[tahoe-lafs-trac-stream] [Tahoe-LAFS] #2788: add connection-policy configuration (was: cache server information, use later (with overrides))
Tahoe-LAFS
trac at tahoe-lafs.org
Tue May 17 22:05:53 UTC 2016
#2788: add connection-policy configuration
------------------------------+-----------------------
Reporter: warner | Owner:
Type: enhancement | Status: new
Priority: normal | Milestone: undecided
Component: code-network | Version: 1.11.0
Resolution: | Keywords:
Launchpad Bug: |
------------------------------+-----------------------
Comment (by warner):
Updating ticket title: this ticket is now the right place for
connections.yaml stuff, and using the cache is just a minor part of that
effort.
We spent most of today's devchat exploring syntax options for the
"connection policy configuration file", aka connections.yaml.

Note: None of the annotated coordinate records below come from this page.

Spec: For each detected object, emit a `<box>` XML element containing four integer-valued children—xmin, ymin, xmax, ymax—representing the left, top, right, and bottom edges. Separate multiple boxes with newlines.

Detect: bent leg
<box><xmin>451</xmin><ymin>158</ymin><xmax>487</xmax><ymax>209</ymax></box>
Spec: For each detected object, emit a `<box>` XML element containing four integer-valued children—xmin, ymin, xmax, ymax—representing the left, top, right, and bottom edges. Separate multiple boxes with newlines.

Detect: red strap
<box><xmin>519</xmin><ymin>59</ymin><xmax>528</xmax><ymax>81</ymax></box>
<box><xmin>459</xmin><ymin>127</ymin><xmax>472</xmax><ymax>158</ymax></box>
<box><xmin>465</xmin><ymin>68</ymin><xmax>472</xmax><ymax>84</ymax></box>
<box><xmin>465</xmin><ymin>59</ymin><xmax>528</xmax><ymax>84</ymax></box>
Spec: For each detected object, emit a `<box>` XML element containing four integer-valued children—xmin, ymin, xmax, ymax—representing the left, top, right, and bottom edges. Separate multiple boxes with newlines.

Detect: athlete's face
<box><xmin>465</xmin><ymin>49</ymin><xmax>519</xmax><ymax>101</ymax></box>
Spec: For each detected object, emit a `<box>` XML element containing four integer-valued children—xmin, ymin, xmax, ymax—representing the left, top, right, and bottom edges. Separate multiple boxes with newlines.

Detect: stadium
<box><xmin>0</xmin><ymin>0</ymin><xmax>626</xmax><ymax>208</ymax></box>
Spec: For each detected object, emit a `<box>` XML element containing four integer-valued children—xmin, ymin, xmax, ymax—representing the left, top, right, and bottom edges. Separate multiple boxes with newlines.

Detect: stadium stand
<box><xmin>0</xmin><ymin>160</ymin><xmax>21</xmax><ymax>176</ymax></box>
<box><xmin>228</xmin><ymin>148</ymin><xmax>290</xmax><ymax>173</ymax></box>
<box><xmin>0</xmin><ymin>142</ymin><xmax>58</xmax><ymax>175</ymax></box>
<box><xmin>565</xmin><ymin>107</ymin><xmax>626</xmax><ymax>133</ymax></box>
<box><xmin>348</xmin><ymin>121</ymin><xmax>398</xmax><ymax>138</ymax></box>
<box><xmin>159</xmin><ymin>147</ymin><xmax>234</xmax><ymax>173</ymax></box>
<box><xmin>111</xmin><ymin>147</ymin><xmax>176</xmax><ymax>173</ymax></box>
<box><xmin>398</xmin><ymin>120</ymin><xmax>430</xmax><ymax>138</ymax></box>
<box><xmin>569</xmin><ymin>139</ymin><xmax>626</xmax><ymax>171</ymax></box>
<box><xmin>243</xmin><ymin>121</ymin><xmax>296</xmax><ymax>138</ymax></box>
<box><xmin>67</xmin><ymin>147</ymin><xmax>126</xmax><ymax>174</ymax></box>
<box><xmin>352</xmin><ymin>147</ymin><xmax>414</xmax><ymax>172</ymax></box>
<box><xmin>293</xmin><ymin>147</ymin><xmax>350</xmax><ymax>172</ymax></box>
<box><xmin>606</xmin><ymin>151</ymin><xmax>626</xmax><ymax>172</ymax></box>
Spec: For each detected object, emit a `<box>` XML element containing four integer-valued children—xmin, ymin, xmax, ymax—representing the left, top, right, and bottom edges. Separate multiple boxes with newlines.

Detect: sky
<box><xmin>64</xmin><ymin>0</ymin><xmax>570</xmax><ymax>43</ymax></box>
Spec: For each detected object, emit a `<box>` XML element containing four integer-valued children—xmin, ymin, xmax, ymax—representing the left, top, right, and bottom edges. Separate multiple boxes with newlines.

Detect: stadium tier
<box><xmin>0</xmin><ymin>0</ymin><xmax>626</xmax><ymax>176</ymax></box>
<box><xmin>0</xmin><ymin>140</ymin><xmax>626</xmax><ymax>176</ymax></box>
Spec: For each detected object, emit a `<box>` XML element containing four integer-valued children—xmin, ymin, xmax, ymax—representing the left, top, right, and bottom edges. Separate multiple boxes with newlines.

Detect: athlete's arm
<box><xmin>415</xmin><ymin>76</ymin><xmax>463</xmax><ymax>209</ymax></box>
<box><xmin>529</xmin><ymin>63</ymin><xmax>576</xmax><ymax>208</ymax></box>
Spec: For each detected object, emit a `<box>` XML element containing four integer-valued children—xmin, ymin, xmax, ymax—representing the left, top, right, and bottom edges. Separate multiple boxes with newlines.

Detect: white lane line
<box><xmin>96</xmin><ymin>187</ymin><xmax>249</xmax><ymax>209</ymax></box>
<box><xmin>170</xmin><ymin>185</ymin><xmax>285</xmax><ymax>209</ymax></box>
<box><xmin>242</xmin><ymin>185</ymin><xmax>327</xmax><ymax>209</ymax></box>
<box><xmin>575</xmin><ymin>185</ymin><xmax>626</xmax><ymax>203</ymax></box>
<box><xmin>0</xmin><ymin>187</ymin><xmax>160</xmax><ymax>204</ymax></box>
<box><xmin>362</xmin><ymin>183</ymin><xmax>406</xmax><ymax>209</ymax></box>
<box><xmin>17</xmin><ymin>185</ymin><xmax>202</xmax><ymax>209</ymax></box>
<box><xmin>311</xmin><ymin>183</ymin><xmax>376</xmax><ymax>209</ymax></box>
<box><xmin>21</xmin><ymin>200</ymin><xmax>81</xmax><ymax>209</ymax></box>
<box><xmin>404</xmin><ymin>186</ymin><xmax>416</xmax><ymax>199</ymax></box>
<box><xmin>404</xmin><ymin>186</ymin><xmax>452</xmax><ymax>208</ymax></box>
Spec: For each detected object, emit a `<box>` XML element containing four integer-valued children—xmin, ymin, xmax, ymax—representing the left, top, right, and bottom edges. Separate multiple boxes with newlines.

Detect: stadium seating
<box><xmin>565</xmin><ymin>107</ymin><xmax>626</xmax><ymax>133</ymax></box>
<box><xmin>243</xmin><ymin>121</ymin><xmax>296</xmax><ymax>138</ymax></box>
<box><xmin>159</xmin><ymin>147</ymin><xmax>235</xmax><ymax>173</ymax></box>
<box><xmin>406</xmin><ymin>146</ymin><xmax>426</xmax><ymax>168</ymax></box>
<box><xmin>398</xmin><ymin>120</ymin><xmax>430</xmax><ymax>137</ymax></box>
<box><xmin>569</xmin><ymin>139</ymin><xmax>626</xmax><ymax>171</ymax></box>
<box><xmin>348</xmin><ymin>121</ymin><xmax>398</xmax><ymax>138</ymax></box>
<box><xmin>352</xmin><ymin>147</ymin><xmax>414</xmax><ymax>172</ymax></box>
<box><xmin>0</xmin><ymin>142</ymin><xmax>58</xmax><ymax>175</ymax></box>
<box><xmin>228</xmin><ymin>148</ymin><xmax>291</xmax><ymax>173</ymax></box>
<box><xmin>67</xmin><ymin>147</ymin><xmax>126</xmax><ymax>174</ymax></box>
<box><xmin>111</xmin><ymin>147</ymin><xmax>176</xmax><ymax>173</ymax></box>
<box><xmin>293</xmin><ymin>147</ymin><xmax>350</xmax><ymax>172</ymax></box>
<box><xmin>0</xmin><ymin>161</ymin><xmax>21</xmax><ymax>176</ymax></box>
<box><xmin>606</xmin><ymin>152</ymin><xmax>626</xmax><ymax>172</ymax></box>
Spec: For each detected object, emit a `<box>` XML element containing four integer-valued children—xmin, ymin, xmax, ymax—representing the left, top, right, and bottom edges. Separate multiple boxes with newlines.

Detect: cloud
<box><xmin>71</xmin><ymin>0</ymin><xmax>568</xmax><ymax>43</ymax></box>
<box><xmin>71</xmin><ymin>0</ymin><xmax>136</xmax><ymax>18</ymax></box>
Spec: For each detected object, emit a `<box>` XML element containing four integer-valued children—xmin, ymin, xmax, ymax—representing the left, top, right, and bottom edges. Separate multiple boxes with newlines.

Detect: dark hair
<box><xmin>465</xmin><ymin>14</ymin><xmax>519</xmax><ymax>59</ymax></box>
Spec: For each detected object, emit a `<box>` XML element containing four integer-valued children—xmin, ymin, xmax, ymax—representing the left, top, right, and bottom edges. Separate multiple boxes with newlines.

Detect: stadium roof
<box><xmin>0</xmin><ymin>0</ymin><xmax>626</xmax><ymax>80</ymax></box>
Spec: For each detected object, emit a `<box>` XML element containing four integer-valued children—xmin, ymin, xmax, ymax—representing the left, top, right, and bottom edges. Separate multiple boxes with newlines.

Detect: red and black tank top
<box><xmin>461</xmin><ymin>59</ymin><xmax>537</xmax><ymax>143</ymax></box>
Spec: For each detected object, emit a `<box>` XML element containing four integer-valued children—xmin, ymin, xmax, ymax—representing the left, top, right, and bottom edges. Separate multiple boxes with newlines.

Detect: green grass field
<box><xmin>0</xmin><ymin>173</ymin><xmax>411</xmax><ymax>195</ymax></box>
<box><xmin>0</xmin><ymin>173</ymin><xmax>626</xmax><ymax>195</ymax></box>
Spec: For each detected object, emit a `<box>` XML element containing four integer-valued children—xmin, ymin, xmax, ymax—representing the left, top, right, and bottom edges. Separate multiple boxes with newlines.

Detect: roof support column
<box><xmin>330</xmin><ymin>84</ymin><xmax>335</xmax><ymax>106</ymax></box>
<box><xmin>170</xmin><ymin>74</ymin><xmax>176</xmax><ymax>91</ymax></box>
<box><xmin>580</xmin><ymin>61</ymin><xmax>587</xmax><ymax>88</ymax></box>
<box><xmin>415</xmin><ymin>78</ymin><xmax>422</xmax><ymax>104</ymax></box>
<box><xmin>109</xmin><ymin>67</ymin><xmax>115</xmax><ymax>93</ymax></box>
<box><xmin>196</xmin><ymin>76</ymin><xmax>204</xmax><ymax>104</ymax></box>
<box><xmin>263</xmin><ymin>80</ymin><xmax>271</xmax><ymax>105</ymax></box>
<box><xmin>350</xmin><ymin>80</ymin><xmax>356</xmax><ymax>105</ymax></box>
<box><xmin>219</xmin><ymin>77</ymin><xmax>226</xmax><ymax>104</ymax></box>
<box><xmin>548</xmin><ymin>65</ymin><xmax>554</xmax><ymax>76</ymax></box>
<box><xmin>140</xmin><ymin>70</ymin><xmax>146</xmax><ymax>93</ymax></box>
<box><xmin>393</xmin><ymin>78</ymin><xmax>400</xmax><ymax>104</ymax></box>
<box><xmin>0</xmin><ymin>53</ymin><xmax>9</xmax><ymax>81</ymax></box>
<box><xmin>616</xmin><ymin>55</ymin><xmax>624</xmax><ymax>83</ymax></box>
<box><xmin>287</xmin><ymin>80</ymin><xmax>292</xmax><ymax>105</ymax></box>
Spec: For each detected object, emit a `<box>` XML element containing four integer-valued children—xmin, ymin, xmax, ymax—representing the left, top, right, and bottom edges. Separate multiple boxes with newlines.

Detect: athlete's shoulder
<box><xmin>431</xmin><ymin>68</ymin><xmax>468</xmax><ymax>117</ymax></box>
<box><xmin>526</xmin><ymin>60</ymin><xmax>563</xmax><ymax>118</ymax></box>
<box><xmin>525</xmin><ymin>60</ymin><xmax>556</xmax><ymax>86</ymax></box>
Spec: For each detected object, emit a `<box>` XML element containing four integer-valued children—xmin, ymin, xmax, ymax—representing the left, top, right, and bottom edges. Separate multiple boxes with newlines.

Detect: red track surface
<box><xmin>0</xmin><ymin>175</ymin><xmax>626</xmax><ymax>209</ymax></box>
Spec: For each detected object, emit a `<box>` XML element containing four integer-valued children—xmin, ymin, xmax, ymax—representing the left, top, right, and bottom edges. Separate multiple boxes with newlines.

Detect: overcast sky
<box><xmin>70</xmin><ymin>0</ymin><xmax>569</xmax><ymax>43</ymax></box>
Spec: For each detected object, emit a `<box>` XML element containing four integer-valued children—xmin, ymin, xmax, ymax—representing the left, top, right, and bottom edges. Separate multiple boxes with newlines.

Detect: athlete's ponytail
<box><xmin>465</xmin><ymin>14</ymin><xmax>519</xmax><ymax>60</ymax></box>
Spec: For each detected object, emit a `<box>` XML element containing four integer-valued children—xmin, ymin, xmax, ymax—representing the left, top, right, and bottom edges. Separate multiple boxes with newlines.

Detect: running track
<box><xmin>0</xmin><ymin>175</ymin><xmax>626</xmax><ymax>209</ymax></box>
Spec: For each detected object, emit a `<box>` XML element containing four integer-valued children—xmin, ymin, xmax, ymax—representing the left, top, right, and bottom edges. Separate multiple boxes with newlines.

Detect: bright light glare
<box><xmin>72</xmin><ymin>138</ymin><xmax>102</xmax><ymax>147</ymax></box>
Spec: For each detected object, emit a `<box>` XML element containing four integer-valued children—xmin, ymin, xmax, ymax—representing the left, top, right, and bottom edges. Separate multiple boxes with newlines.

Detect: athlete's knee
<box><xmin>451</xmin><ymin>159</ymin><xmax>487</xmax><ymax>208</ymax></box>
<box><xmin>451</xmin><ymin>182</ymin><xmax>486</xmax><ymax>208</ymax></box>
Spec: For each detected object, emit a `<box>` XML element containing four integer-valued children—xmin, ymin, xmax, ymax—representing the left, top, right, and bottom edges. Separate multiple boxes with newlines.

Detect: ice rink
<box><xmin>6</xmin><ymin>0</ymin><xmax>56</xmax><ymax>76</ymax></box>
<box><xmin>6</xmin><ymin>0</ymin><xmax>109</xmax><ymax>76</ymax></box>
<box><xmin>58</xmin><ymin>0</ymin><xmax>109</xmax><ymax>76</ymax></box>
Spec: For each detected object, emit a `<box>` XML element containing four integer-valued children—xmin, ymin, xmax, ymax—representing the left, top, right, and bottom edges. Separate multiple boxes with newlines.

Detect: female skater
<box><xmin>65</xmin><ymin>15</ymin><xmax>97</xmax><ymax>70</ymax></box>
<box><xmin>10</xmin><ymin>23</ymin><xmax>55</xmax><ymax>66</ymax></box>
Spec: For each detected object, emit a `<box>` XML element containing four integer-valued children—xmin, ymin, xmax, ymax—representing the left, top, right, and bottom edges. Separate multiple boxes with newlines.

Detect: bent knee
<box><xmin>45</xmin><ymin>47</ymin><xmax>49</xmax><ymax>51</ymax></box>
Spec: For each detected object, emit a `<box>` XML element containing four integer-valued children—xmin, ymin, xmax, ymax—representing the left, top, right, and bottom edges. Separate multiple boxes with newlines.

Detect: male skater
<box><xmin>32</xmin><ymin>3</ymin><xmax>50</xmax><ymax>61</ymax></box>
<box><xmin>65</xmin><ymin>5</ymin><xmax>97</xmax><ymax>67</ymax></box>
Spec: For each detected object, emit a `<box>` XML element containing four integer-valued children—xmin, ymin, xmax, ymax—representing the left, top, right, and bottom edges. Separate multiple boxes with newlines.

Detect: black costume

We're still not entirely sure what to call it. `connections.yaml`?
`policy.yaml`? `config.yaml`? We're also not sure about using YAML at all.
We did decide that we like the nested-dictionary aspect of YAML, but we're
leery of the gotchas that YAML offers (like strings vs identifiers vs
booleans vs numbers, where some things are quoted and others are not). I'd
still like to evaluate TOML for this, but I don't know if it does nested
dictionaries nicely.
But we did come up with syntax ideas that seem pretty good.
== Introducers ==
First off: introducers. The `introducers:` section would map introducer
nickname to FURL:
{{{
introducers:
intro_nick1:
furl:
pb://u33m4y7klhz3bypswqkozwetvabelhxt@tor:abcdef.onion:80/eiu2i7p6d6mm4ihmss7ieou5hac3wn6b
intro_nick2:
furl:
pb://u33m4y7klhz3bypswqkozwetvabelhxt@tcp:example.org:12345/eiu2i7p6d6mm4ihmss7ieou5hac3wn6b
}}}
The nickname is used to name the cache file. The introducer.furl from
`tahoe.cfg` is also used (if any), and it gets some default-ish nickname
like `introducer`.
If someone really convinces us, we could add connection-policy clauses
(described below). But in the devchat we couldn't think of a use case
where you'd want different policies for connecting to different
introducers. And you can already influence the connection by just editing
the FURL to change the hint types.
We also agreed that having different connection policies for the servers
you learned from one introducer versus another was not likely to be a good
idea (as in, "every server I learn from introducer A should get Tor-ified,
but I'll make direct TCP connections to servers I meet through introducer
B). Especially when dawuud pointed out that you might learn about the same
storage server from two different introducers, in which case you'd have to
figure out how to reconcile their two policies. But if you really wanted
to do this, you could have another policy stanza under each introducer
section, somehow named to make it clear that you're talking about servers
learned *through* the introducer, rather than how you talk to the
introducer itself.
"Introducerless mode" means `tahoe.cfg` has an empty `introducer.furl=`,
and there is no `introducers:` section in the YAML file. "Multi-introducer
mode" means there are two or more introducers among tahoe.cfg and
`introducers:`.
== Connection Policy ==
Now the global connection policy section. This tells Tahoe what to do when
asked to make connections (to Foolscap connection hints now, later to HTTP
things). For each type of connection hint, the policy file specifies a
"handler" and some arguments. The default values are something like:
{{{
global:
connection_types:
tcp:
handler: tcp
tor:
handler: tor
launch_my_own_tor: true
}}}
(We aren't sure this should be in a "global" section.. maybe the
"connection_types" string should be at the top level. Also we aren't sure
that it should be spelled "connection_types": maybe "connections" or
"foolscap_connections" or something shorter)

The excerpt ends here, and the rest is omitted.